Принципиально неклассовый, поздневарварский характер русской социальности, «законсервированный» не эволюционным образом, как в обществах АСП, а исторически (причем не один раз), имеет несколько ярких проявлений. В частности, это именно европейские облик и социальная форма дворянства в тот период, когда оно максимально приблизилось к положению класса; европейско-буржуазное оформление русской господствующей классовости, против которого и которой начиная с Павла I активно выступила сама Власть, успешно завершившая свой курс Великими реформами, решившими для нее ряд проблем и отсрочившими на полвека революцию.
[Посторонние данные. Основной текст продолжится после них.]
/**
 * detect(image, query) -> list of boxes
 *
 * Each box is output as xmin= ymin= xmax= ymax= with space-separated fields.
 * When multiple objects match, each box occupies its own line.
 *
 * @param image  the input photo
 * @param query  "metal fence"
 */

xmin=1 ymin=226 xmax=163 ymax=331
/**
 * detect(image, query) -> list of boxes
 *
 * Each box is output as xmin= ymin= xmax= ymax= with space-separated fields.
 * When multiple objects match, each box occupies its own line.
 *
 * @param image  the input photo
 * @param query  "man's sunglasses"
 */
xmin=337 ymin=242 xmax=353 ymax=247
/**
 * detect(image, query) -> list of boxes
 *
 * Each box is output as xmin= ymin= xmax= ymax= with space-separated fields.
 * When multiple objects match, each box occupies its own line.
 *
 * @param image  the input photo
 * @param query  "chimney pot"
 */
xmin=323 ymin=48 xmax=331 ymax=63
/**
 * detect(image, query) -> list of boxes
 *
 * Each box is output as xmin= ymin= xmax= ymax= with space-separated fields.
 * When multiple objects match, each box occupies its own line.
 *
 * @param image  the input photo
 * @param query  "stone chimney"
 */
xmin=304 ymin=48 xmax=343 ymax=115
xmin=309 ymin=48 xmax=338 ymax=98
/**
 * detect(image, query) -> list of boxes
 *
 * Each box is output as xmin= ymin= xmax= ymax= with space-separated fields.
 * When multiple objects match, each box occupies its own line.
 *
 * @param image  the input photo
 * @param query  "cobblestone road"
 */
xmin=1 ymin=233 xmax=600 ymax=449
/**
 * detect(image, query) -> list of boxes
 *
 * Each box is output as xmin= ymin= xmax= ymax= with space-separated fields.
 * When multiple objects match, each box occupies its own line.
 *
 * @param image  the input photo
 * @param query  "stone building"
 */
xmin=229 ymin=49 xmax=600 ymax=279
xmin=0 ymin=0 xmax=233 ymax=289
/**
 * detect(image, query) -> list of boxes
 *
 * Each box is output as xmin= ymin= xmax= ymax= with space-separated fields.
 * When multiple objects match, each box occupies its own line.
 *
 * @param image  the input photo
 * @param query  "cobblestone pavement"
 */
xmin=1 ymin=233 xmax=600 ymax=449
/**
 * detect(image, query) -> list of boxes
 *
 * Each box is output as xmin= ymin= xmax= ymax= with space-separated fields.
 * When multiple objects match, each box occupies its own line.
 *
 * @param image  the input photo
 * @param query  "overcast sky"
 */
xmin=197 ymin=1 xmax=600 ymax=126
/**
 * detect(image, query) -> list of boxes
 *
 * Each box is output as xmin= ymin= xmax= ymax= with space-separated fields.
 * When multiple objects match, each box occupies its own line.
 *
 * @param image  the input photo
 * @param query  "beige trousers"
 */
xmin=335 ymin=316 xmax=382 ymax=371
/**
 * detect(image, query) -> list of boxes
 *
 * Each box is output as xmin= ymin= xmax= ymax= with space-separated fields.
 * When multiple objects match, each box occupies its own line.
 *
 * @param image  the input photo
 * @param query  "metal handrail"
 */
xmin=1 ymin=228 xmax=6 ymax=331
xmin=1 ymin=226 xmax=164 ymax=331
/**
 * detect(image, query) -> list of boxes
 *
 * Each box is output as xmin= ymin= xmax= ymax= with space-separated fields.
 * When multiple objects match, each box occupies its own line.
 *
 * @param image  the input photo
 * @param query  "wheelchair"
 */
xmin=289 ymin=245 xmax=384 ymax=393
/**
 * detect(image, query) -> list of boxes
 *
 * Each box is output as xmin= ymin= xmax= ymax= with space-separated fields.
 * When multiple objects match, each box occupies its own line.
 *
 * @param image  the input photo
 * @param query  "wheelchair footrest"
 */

«Русские революции» суть выступления не против феодализма или капитализма, а против классовости вообще и ее атрибутов с позиций воспроизводящейся неклассовости, неклассовой (или поздневарварской) социальности, оказывающейся под угрозой роста классовой эксплуатации и классовых форм социальности. В условиях такого роста «криминализация» — это на самом деле причудливое переплетение уродливого развития новых эксплуататорских форм и не менее уродливое средство сопротивления как этим формам, так и эксплуатации вообще, как прямой, так и косвенной, опосредованной (рост цен, исчезновение сбережений и т. д.). То, что ныне именуют у нас «криминализацией», есть сложный процесс социальной, квазиклассовой борьбы, обусловленный ослаблением и трансформацией Власти и реакцией принципиально неклассовых форм социальности на эти процессы и их последствия. «Криминализация», с одной стороны, классовость, буржуазификация — как экономическая, так и политическая, с другой — суть две стороны распада Власти насилия и ее приватизации.